Problems solved by this technology:

  • Addressing the computational demands of attention functions in transformer-based models.
  • Increasing the throughput and efficiency of AI accelerators.
  • Facilitating communication between chiplets, memory, and server or host systems.

Benefits of this technology:

  • Faster and more efficient computation of attention functions.
  • Improved performance and throughput of AI accelerators.
  • Enhanced capabilities for generative AI models.
  • Better communication and integration between chiplets, memory, and server or host systems.

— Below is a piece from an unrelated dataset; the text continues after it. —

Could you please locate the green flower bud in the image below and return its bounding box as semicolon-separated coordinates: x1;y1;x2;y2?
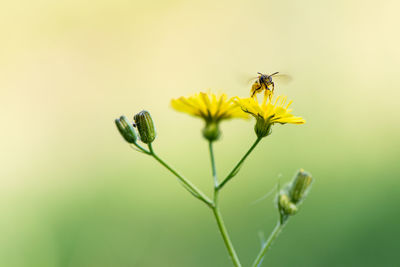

Original Abstract Submitted

an ai accelerator apparatus using in-memory compute chiplet devices. the apparatus includes one or more chiplets, each of which includes a plurality of tiles. each tile includes a plurality of slices, a central processing unit (cpu), and a hardware dispatch device. each slice can include a digital in-memory compute (dimc) device configured to perform high throughput computations. in particular, the dimc device can be configured to accelerate the computations of attention functions for transformer-based models (a.k.a. transformers) applied to machine learning applications, including generative ai. a single input multiple data (simd) device configured to further process the dimc output and compute softmax functions for the attention functions. the chiplet can also include die-to-die (d2d) interconnects, a peripheral component interconnect express (pcie) bus, a dynamic random access memory (dram) interface, and a global cpu interface to facilitate communication between the chiplets, memory and a server or host system.